Грязным сапогом военный пнул два раза колесо, крякнул, довольный, и увидел бричку. По-стариковски согнувшись, перебежал кювет в лопухах и вытянулся по стойке «смирно» перед бричкой, приложив правую руку к козырьку. Красное, мясистое лицо, реденькие седые волосешки на круглом подбородке с ямкой. Да, это был Ганя Сторублевый.

Мать совсем рассолодела. Слезы застили ей глаза, текли по пыльным щекам, оставляя грязные бороздки. Она прижала меня к себе. Я, пурхаясь, уперся головой в живот матери, выполз и отдал Гане честь ладошкой к носу, локтем вперед..

Ганя широко и беззубо заулыбался и прогундосил:

— О-о-ой-я, О-о-ой-я.

Мать и рада была Гане, как-никак он пособлял тяте, жил вместе с ними, однако ее всегда коробило его ласковое «ойя». И хотя она не имела на него зла — что с дурака возьмешь! — но все-таки из-за него умер тятя на чужбине, из-за него она осталась без дома, и неизвестно, чем обернется ее возвращение на родину.

Как перед чем-то очень и очень важным, мать велела Вовке отряхнуться, поправила ему кепочку, заправила мне рубашонку в штанишки, вытерла под носом, погладила по голове и сама, торопливо перевязала платок. Привстав на колени, она одернулась и, обняв нас с Вовкой, шмыгнула носом и кончиком платка смахнула слезы.

Из-за холма тяжело вырастал тятин дом.

Было много слез. Бабушка Лампея, тетя Лиза и еще много других тетенек разглядывали меня, розового после бани, принаряженного, в новой ковбойке, гладили по голове, мочили слезами.

Я легко поддавался настроению взрослых и тоже хныкал, тер кулачками глаза, хотя слез, как назло, у меня не было. О брате я забыл. На меня, на Толика, взрослые обращали больше внимания, а значит, я был главнее Вовки и терся возле матери.

А ей к этому времени пришлось пережить немалое потрясение.
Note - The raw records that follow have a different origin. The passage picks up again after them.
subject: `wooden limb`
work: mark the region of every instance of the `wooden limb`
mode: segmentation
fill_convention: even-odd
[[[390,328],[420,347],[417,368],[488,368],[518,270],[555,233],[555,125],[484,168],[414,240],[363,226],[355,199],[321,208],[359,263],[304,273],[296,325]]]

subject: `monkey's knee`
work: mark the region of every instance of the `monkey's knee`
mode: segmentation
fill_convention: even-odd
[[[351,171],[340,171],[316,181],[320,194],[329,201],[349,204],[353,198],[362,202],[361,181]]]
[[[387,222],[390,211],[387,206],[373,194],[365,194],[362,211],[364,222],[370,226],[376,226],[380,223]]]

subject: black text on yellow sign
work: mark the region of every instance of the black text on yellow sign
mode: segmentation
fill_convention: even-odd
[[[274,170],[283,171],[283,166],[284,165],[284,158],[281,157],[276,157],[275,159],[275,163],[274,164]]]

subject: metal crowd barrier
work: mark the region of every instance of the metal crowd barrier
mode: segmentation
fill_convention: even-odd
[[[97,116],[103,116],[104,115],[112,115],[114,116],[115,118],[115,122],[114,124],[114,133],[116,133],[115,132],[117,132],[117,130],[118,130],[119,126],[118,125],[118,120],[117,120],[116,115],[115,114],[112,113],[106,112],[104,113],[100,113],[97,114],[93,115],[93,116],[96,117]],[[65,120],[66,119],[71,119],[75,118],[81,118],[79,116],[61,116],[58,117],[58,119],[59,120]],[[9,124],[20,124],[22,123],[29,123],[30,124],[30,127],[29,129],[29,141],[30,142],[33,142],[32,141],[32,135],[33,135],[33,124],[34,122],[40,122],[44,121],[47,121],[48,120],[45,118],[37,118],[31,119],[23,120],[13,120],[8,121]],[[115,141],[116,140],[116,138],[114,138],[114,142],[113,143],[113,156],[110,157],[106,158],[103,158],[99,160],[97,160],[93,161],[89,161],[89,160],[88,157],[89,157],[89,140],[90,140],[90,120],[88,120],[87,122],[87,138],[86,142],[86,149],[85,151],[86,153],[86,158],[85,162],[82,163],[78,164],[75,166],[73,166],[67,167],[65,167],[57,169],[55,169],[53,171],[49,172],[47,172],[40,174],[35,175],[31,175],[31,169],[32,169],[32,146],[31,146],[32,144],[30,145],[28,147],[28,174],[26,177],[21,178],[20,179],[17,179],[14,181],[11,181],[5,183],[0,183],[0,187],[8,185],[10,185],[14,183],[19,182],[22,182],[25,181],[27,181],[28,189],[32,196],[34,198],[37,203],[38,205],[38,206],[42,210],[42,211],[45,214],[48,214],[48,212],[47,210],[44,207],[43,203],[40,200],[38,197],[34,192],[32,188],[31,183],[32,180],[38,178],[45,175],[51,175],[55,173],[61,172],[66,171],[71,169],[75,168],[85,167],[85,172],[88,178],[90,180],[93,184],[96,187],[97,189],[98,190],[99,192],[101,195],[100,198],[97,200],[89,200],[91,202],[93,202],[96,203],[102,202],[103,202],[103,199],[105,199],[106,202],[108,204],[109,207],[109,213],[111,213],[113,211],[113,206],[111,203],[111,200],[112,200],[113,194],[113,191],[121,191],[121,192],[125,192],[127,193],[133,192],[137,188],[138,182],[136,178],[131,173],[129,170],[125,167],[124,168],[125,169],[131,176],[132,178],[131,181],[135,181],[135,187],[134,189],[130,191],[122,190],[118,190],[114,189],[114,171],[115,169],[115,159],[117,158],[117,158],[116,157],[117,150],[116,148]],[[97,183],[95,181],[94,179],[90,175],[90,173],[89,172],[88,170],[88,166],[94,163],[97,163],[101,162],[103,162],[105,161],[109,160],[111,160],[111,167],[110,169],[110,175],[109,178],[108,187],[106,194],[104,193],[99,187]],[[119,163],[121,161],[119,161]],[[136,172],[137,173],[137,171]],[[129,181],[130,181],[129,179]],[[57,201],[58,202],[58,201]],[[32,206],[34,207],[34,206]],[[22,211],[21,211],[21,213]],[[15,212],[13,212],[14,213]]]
Только начала она приходить в себя от встречи с родней, как бабка Лампея завела ее в сенки и повинилась перед ней, что приняли они в дом Семена Селезнева, когда-то отправившего Полину вверх по Оби, он-де после тридцатого года остепенился, в председателях сельсовета ходил и много помогал людям. С войны пришедши, посватался к Лизуньке. А у той жизнь тоже несладкая вышла. Была замужем за Геной Патрахиным, от него двойняшки, Рая да Лида. В сорок третьем пришла похоронка, что Геннадий Владимирович скончался от ран в госпитале под Смоленском. Теперь Семен Гаврилович бригадирит. Лизунька у него ветеринаром, колхозный скот лечит, а брат Гриня пастушит.

— У нас уж зарубцевалось все: такое времечко было горячее. И ты, доченька, зла не держи, дай сердцу послабление. — Бабушка Лампея приобняла мать и повела ее в дом. — Иди, Полюшка, иди.

Было бы зло, ох какое было бы зло, если бы мать не вспомнила лютую смерть Семенова отца. Ее муж повинен в злодействе, это он распял Гаврилу на ветряке. А теперь все смешалось, авось и зарубцуются болючие раны.

Стол накрыли новой клеенкой, разлинованной, точно карты с обратной стороны. Клеенка вострилась по углам и поскрипывала.

Мать с зареванными глазами молча сидела под божницей вместе с тетей Лизой. Над приподнятыми от напряжения кончиками бровей к виску сбегали морщинки. Пористый, картошечкой нос блестел на темном лице. Серые расширенные глаза казались застывшими. Цветастый платок на плечах лежал косо, и руки прятались под столом.

И хотя женщины о многом уже переговорили и уже прошла у матери полуобморочная слабость от напряжения первых встреч, она еще чего-то ждала.

Семен Гаврилович, чтобы не мешать теще ставить пирог с карасями, отодвинулся со стулом от стола, облокотился одной рукой о гнутую спинку, достал газетную книжечку, прижал ее к груди беспалой рукой, оторвал клочок и сунул в зубы. Из вышитого кисета ловко отсыпал махорки, намуслил краешек газеты и свернул козью ножку. Полез было за спичками, да вовремя спохватился и спрятал курево за герань: теща-двоеданка могла вычикнуть цигарку изо рта.

Пьяненький Григорий Финадеевич запаздывал к столу, он распрягал Лизунькины ходки и требовал от Серко уважения к себе.

Семен Гаврилович от нечего делать послал меня за Вовкой. Присмотрелся к нему: чернявый, волосы шпыном, курносый — вылитый отец, только глаза серые неизменчивы, не убегают.

— Ну что, атаман? — Семен Гаврилович склонил голову набок и криво усмехнулся: — Школу перерос — женихаться пора. Давай матери помогай, на свадьбу зарабатывай. Завтра с дядей Гришей в пастухи пойдешь. В честь этого выпить не грех, а, атаман?

— Мне рано еще, — отступил назад Вовка.